© 2012 Alessandra Rao

Modern Photography in Four Perspectives

Since its debut in 1826, photography has come a long way. In fact, it was largely used by the wealthy in the form of studio portraits. A milestone in photography was the invention of the Daguerrotype, “a photograph taken by an early photographic process employing an iodine-sensitized silvered plate and mercury vapor” according to the Apple dictionary. These types of photographs were often identified by a gold frame around the perimeter. Then, in 1888, the first Kodak camera becomes available to the public—8 years after its inventor, George Eastman, sets up the company in Rochester, NY. The appearance of the Kodak camera was a catalyst in photography’s turning point from traditional to unconventional. The beginning of the 20th century conjured a new “face” of art. Known as modern photography, this experimental genre of sorts made a turbulent debut in a society that widely rejected it for some time. Four historical figures document the complicated integration of modern photography into the mass media, and explore commercialism versus fine art.

A letter entitled The Paths of Modern Photography from Alexander Rodchenko to Boris Kushner, a critic and theorist attempts to explain the need to turn away from “stereotypes” and “false realism” by accepting what is now known as the “candid” shot. In his letter, Rodchenko describes the monotony of conventional photography as having only two static perspectives: what he calls “from the belly button level or the eye level.” The value of his experimental style was challenged because it deviated from the norms. He strongly believed that photography should encompass “the most interesting viewpoints,” according to him, which are “from above down and from below up.”

Rodchenko’s letter, along with a 1951 magazine article written by Bernice Abbott, both express the value of the candid shot in documenting honest, real events and viewpoints. While Rodchenko encourages new perspectives, Abbot stresses a photograph’s purpose to record a real, truthful moment in time. They both frown upon the media’s tendency to portray the “pretty,” “picturesque” and “unreal”; Rodchenko believes that an aesthetically-pleasing, staged picture does not offer a “new perspective” to the viewer. “Photographs of everyday, familiar subjects from completely unexpected vantage points and in completely unexpected positions” was this new perspective in his words. Abbot views the photograph as a documentary whose responsibility is to make a statement of the now.

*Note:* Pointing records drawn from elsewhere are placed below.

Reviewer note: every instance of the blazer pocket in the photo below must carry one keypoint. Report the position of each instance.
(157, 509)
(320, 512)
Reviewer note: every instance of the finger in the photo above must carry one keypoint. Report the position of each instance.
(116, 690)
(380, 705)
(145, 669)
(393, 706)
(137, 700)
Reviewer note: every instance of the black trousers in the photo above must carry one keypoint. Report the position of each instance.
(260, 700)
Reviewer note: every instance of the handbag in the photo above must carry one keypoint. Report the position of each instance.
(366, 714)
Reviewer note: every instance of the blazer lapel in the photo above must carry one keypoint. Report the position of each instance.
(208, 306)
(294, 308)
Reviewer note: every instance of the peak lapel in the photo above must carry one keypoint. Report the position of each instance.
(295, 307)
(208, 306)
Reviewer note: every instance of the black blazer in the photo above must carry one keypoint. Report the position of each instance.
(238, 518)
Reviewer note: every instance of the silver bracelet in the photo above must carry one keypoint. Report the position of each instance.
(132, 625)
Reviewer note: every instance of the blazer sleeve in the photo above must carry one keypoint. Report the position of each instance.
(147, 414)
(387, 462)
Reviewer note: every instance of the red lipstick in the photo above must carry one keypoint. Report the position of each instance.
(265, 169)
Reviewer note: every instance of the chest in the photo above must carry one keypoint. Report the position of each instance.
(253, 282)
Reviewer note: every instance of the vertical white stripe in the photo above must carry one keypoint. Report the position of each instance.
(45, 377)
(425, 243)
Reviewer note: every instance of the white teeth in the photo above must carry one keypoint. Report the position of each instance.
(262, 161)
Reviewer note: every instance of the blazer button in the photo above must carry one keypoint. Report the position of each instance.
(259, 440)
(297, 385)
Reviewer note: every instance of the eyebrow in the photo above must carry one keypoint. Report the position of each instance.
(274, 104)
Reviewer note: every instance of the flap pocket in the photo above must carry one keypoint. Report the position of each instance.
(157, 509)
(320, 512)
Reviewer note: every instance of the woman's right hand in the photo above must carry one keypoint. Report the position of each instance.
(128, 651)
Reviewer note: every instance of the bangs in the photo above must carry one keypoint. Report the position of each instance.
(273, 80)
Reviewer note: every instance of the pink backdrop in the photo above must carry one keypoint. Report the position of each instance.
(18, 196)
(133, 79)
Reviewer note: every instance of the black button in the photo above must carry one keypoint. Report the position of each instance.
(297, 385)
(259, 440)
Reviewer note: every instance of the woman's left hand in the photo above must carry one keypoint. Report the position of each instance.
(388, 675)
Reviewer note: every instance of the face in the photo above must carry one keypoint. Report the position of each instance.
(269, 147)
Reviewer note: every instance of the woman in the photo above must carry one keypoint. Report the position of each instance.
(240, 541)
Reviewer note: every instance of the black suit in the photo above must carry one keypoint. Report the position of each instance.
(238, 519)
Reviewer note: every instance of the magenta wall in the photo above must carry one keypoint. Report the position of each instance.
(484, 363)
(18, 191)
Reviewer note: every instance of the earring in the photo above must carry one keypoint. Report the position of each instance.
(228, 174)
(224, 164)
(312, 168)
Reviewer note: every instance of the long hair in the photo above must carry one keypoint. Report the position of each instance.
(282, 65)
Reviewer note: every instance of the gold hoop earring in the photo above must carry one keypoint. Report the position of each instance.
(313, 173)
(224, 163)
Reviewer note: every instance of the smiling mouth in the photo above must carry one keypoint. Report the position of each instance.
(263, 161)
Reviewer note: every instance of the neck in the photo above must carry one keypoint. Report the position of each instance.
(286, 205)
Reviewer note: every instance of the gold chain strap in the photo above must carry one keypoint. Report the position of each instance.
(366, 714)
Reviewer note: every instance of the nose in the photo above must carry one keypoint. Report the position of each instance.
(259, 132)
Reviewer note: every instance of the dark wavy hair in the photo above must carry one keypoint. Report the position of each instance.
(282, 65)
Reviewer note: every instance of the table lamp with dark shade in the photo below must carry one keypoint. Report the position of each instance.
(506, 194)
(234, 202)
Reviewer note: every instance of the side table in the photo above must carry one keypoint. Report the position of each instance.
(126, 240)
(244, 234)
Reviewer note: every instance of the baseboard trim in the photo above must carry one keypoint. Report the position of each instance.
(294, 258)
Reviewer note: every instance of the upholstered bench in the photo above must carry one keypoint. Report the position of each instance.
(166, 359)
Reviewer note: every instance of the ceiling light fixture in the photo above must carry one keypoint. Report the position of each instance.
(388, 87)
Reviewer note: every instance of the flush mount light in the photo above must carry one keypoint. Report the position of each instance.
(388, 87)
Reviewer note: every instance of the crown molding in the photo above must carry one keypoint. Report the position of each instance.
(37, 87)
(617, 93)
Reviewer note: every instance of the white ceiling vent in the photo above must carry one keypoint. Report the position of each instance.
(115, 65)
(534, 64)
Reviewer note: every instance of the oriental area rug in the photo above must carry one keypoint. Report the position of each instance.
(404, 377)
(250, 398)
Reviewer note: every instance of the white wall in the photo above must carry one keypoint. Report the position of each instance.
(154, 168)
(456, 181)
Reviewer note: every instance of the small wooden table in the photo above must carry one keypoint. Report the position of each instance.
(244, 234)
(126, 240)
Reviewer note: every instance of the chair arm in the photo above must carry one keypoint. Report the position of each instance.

Ken Light, in Central America and Human Rights: an Interview with Susan Meiselas, extends the role of photography as a documentary: “I have come to believe that documentary photography offers a voice to the dispossessed and a view of the past to future generations.” Like Abbott, Light felt that his duty as a photographer is to document what he saw as history, but his contributions proved to be another milestone in modern photography. Light’s photographs of Nicaragua were marked by establishing relationships with the people of a community to “get a sense from them as to what was going on.” This is a cornerstone of modern photojournalism that we see today in some of the most world-renowned newspapers. In his essay, he explains that newspaper photographers are forced to depict certain kinds of stories, whereas he was capturing the world he was seeing. This relates back to the value of the candid shot, which Abbot emphasized. Unlike the traditional “eye-level”, “staged” photographs that Rodchenko described in his letter to Kushner, Light’s photographs were marked by Light’s immersing himself in the realness of the events he captured.

Larry Sultan presents yet another “face” of modern photography. In its earliest stages, photography was used to depict a wealthy family, generally presented in a flattering manner. Sultan instead points out the familiar, yet he intended for the gruesome reality of old age, culture and drama. His photographs offer a sociological viewpoint, in which he steps back from the expected and typical. He described his photographs as “evidence,” and files the majority of them into boxes. In his essay, he writes about how his father frowning upon the thousands of photos. In addition, the photographs of his family make them look “older and more despairing than [they] really feel,” according to his father. Like Abbott, he strongly believed in the notion of photographing the now, or “stopping time,” as he puts it.